When I used to program in SAS, it was easy to loop across variables and generate rows after applying some sort of logic. I would like to do this in R. To illustrate, consider the following scenario.
Input
+----+----------------+-------------------+-------------+
| ID | lvl1 | lvl2 | lvl3 |
+----+----------------+-------------------+-------------+
| 1 | United States | Ohio | Cincinnati |
| 2 | Ohio | Cincinnati | |
| 3 | Canada | British Columbia | Vancouver |
+----+----------------+-------------------+-------------+
Let array _lvl contain lvl1, lvl2, and lvl3 and loop from i = 1 to 3 (the upper bound).
This should produce the following for ID = 2.
Output
+----+-------+-------------+-------+
| ID | lvl1 | lvl2 | lvl3 |
+----+-------+-------------+-------+
| 2 | Ohio | | |
| 2 | Ohio | Cincinnati | |
+----+-------+-------------+-------+
Thank you in advance.
I'm not too keen on your particular use case, but I'm sympathetic to the general struggle of adjusting to R after using the SAS data step in this way.
The way I emulate output statements in data step in R, is by applying functions along the rows (or in this case, columns) of a data frame.
Define your "array" of column names:
lvl <- c('lvl1','lvl2','lvl3')
Then mimic the SAS output statements using a function (with i
playing the same role as the index of your SAS array, data
representing the input data frame, and names
being the entire vector of columns names to iterate over):
outputcriteria <- function(i, data, names) {
data <- data[!is.na(data[,names[i]]),] #exclude rows with NA in the current column
data[,names[-(1:i)]] <- NA #blank out columns after the current column
return (data)
}
Then apply this function to your data frame df
with lapply()
by setting the input vector to 1:length(lvl)

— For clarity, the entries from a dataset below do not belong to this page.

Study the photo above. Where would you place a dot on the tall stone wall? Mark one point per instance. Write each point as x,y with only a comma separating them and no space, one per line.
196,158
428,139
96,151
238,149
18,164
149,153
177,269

(the index of your vector of column names), and also passing the data
and name
arguments into the function:
l <- lapply(1:length(lvl), outputcriteria, data = df, names = lvl)
The result l
is a list of three data frames (one for each iteration), which you can rbind
into a single data frame:
do.call(rbind, l)
The main difference is that you end up reading the data three times and outputting a data frame each time, as opposed to reading it once in SAS.